Puiseux Series Ring#

The ring of Puiseux series.

AUTHORS:

REFERENCES:

class sage.rings.puiseux_series_ring.PuiseuxSeriesRing(laurent_series)#

Bases: UniqueRepresentation, CommutativeRing

Rings of Puiseux series.

EXAMPLES:

sage: P = PuiseuxSeriesRing(QQ, 'y')
sage: y = P.gen()
sage: f = y**(4/3) + y**(-5/6); f
y^(-5/6) + y^(4/3)
sage: f.add_bigoh(2)
y^(-5/6) + y^(4/3) + O(y^2)
sage: f.add_bigoh(1)
y^(-5/6) + O(y)
Element#

alias of PuiseuxSeries

base_extend(R)#

Extend the coefficients.

INPUT:

  • R – a ring

EXAMPLES:

sage: A = PuiseuxSeriesRing(ZZ, 'y')
sage: A.base_extend(QQ)
Puiseux Series Ring in y over Rational Field
change_ring(R)#

Return a Puiseux series ring over another ring.

INPUT:

  • R – a ring

EXAMPLES:

sage: A = PuiseuxSeriesRing(ZZ, 'y')
sage: A.change_ring(QQ)
Puiseux Series Ring in y over Rational Field
default_prec()#

Return the default precision of self.

EXAMPLES:

sage: A = PuiseuxSeriesRing(AA, 'z')                                        # needs sage.rings.number_field
sage: A.default_prec()                                                      # needs sage.rings.number_field
20
fraction_field()#

Return the fraction field of this ring of Laurent series.

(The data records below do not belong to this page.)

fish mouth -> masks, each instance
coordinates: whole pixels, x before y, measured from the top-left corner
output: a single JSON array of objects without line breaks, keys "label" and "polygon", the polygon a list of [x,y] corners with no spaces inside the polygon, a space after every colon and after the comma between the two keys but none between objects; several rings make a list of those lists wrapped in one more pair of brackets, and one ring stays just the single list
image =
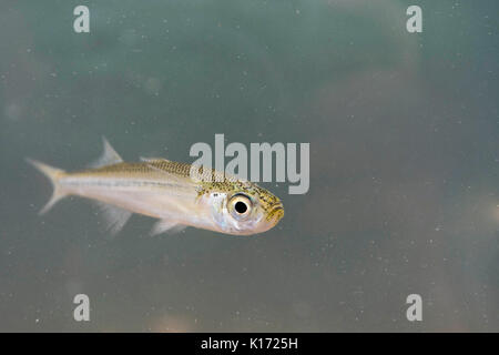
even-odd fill
[{"label": "fish mouth", "polygon": [[268,212],[267,221],[275,220],[275,223],[277,223],[283,216],[284,216],[284,206],[279,203],[274,207],[272,207],[272,210]]}]

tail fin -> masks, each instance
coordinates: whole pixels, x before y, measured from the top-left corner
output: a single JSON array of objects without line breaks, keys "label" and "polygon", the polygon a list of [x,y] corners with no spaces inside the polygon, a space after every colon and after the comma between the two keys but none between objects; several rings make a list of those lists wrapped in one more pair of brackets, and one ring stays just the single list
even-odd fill
[{"label": "tail fin", "polygon": [[47,178],[49,178],[50,182],[52,183],[53,187],[52,196],[50,197],[49,202],[47,202],[47,204],[43,206],[43,209],[41,209],[39,212],[39,214],[43,214],[47,211],[49,211],[59,200],[61,200],[67,195],[67,193],[62,191],[58,182],[59,178],[64,174],[64,171],[57,168],[52,168],[50,165],[43,164],[29,158],[27,158],[27,161],[28,163],[37,168],[39,171],[41,171]]}]

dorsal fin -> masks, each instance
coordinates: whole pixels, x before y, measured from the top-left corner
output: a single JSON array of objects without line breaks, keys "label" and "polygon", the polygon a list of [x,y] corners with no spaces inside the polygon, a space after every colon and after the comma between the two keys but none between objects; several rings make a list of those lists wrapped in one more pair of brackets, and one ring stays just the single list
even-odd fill
[{"label": "dorsal fin", "polygon": [[104,165],[122,163],[120,154],[111,146],[105,136],[102,136],[102,144],[104,146],[101,156],[90,164],[91,168],[101,168]]},{"label": "dorsal fin", "polygon": [[164,158],[144,158],[144,156],[141,156],[141,162],[153,163],[153,162],[170,162],[170,161],[167,159],[164,159]]}]

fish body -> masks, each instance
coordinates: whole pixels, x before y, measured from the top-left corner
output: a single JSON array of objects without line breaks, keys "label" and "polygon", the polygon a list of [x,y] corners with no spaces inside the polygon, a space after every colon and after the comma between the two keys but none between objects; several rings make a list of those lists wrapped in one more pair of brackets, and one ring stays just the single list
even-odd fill
[{"label": "fish body", "polygon": [[[52,182],[49,211],[59,200],[77,195],[96,201],[112,234],[132,213],[157,219],[151,234],[194,226],[233,235],[268,231],[284,215],[278,197],[265,189],[215,170],[165,159],[123,162],[104,139],[104,153],[93,168],[65,172],[29,160]],[[208,179],[210,178],[210,179]]]}]

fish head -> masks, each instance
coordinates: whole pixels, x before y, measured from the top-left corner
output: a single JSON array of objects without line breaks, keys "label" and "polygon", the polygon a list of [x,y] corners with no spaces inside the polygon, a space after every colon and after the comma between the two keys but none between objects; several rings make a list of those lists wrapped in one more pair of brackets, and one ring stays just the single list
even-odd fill
[{"label": "fish head", "polygon": [[252,235],[274,227],[284,216],[281,200],[251,182],[214,183],[205,195],[215,229],[233,235]]}]

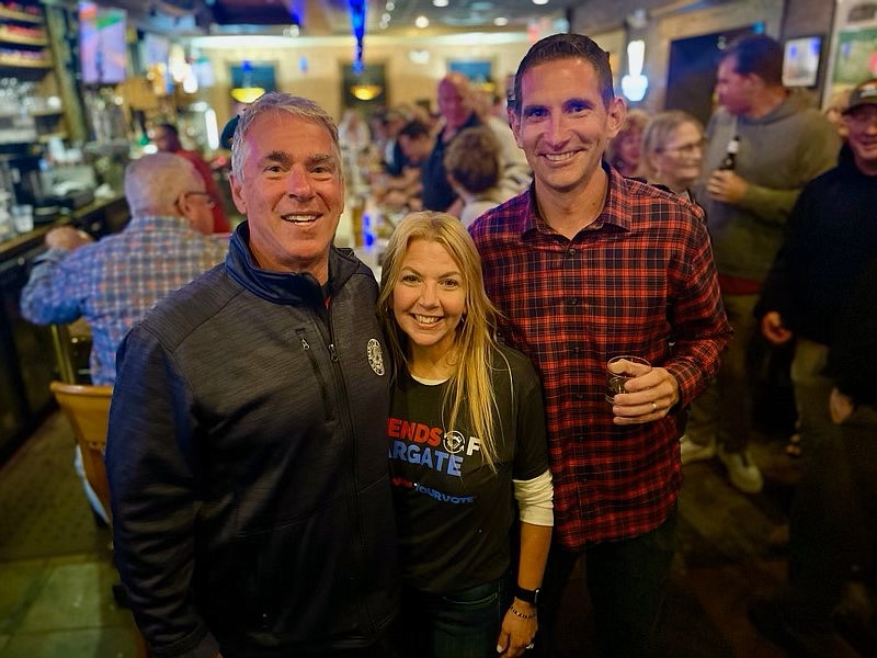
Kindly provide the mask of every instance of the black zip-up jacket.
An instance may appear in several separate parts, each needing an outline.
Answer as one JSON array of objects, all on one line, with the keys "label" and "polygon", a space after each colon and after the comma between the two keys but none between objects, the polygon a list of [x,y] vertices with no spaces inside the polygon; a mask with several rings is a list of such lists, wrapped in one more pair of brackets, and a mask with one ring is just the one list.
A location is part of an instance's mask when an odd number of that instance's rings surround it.
[{"label": "black zip-up jacket", "polygon": [[106,463],[115,557],[157,657],[365,647],[396,602],[377,285],[229,254],[126,338]]}]

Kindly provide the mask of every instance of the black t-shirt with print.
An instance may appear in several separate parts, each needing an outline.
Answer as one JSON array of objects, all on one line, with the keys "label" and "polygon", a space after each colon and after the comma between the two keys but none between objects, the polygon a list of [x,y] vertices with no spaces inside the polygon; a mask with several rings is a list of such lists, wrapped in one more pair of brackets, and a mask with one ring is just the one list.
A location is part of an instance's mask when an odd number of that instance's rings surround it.
[{"label": "black t-shirt with print", "polygon": [[388,423],[390,476],[407,582],[445,593],[499,578],[510,563],[512,478],[548,469],[542,389],[529,361],[501,347],[493,355],[498,460],[483,462],[468,412],[446,428],[447,383],[421,384],[407,373]]}]

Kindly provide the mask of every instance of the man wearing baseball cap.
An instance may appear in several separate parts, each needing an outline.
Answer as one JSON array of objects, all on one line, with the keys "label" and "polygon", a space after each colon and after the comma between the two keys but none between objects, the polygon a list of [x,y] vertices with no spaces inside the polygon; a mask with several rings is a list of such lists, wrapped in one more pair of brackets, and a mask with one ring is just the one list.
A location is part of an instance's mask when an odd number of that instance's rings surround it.
[{"label": "man wearing baseball cap", "polygon": [[[775,344],[795,339],[791,378],[801,413],[804,470],[789,518],[788,583],[750,605],[766,637],[795,655],[844,656],[832,612],[854,566],[874,555],[863,531],[863,489],[842,430],[831,422],[829,347],[846,338],[838,318],[877,257],[877,79],[858,84],[842,112],[847,140],[838,167],[801,191],[755,314]],[[864,363],[863,363],[864,366]]]}]

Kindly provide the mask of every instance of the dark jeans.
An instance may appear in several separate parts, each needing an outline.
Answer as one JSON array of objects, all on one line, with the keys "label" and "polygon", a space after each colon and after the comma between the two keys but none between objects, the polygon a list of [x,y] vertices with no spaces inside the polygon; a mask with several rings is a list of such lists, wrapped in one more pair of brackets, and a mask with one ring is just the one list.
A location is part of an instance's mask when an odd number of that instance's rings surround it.
[{"label": "dark jeans", "polygon": [[679,512],[656,530],[619,542],[591,544],[583,553],[553,544],[542,587],[535,655],[551,656],[563,589],[584,555],[585,585],[593,605],[601,655],[649,656],[662,616],[667,582],[676,546]]},{"label": "dark jeans", "polygon": [[399,658],[489,658],[511,604],[510,577],[447,594],[406,588],[392,633]]}]

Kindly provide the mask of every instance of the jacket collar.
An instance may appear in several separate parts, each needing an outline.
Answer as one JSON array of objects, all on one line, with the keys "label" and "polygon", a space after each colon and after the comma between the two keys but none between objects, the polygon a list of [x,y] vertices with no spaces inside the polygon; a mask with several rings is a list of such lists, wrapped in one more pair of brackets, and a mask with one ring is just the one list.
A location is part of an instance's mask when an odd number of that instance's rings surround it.
[{"label": "jacket collar", "polygon": [[[309,272],[273,272],[255,264],[250,252],[250,226],[242,222],[231,234],[226,270],[228,274],[254,295],[272,304],[292,306],[324,305],[323,290]],[[329,282],[327,296],[346,283],[358,266],[358,261],[350,249],[329,248]]]}]

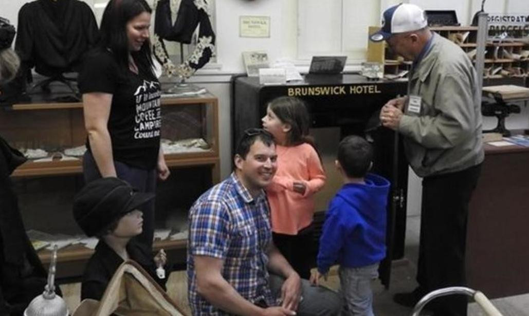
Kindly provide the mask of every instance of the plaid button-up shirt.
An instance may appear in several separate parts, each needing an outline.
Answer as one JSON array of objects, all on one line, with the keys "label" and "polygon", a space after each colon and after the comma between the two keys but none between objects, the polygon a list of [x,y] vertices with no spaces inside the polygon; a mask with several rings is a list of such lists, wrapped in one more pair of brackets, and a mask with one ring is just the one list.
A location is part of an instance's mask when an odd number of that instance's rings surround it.
[{"label": "plaid button-up shirt", "polygon": [[187,276],[193,315],[227,315],[197,293],[194,256],[222,259],[222,276],[248,301],[276,305],[268,286],[271,242],[264,191],[252,197],[234,173],[202,194],[189,210]]}]

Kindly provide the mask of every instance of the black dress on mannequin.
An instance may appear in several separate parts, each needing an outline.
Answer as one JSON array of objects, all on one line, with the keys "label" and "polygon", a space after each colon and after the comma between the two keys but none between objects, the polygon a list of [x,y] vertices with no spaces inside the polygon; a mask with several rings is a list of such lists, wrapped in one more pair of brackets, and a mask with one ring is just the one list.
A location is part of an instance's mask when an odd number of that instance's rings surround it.
[{"label": "black dress on mannequin", "polygon": [[[81,59],[97,43],[97,24],[88,5],[79,0],[36,0],[19,12],[15,50],[21,61],[20,80],[32,81],[31,69],[49,78],[35,86],[59,81],[79,70]],[[71,86],[70,86],[71,87]]]}]

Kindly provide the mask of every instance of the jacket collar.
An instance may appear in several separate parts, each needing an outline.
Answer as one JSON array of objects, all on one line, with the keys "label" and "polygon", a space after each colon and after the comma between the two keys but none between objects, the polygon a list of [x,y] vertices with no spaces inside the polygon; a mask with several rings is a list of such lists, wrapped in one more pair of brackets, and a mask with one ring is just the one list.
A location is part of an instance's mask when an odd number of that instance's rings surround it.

If the base ring is a field, then Puiseux series are already a field. If the base ring is a domain, then the Puiseux series over its fraction field is returned. Otherwise, raise a ValueError.

EXAMPLES:

sage: R = PuiseuxSeriesRing(ZZ, 't', 30).fraction_field()
sage: R
Puiseux Series Ring in t over Rational Field
sage: R.default_prec()
30

sage: PuiseuxSeriesRing(Zmod(4), 't').fraction_field()
Traceback (most recent call last):
...
ValueError: must be an integral domain
gen(n=0)#

Return the generator of self.

EXAMPLES:

sage: A = PuiseuxSeriesRing(AA, 'z')                                        # needs sage.rings.number_field
sage: A.gen()                                                               # needs sage.rings.number_field
z
is_dense()#

Return whether self is dense.

EXAMPLES:

sage: A = PuiseuxSeriesRing(ZZ, 'y')
sage: A.is_dense()
True
is_field(proof=True)#

Return whether self is a field.

A Puiseux series ring is a field if and only its base ring is a field.

EXAMPLES:

sage: A = PuiseuxSeriesRing(ZZ, 'y')
sage: A.is_field()
False
sage: A.change_ring(QQ).is_field()
True
is_sparse()#

Return whether self is sparse.

EXAMPLES:

sage: A = PuiseuxSeriesRing(ZZ, 'y')
sage: A.is_sparse()
False
laurent_series_ring()#

Return the underlying Laurent series ring.

EXAMPLES:

sage: A = PuiseuxSeriesRing(AA, 'z')                                        # needs sage.rings.number_field
sage: A.laurent_series_ring()                                               # needs sage.rings.number_field
Laurent Series Ring in z over Algebraic Real Field
ngens()#

Return the number of generators of self, namely 1.

EXAMPLES:

sage: A = PuiseuxSeriesRing(AA, 'z')                                        # needs sage.rings.number_field
sage: A.ngens()                                                             # needs sage.rings.number_field
1
residue_field()#

Return the residue field of this Puiseux series field if it is a complete discrete valuation field (i.e. if the base ring is a field, in which case it is also the residue field).

EXAMPLES:

sage: R.<x> = PuiseuxSeriesRing(GF(17))
sage: R.residue_field()
Finite Field of size 17

sage: R.<x> = PuiseuxSeriesRing(ZZ)
sage: R.residue_field()
Traceback (most recent call last):
...
TypeError: the base ring is not a field
uniformizer()#

Return a uniformizer of this Puiseux series field if it is a discrete valuation field (i.e. if the base ring is actually a field). Otherwise, an error is raised.

EXAMPLES:

sage: R.<t> = PuiseuxSeriesRing(QQ)
sage: R.uniformizer()
t

sage: R.<t> = PuiseuxSeriesRing(ZZ)
sage: R.uniformizer()
Traceback (most recent call last):
...
TypeError: the base ring is not a field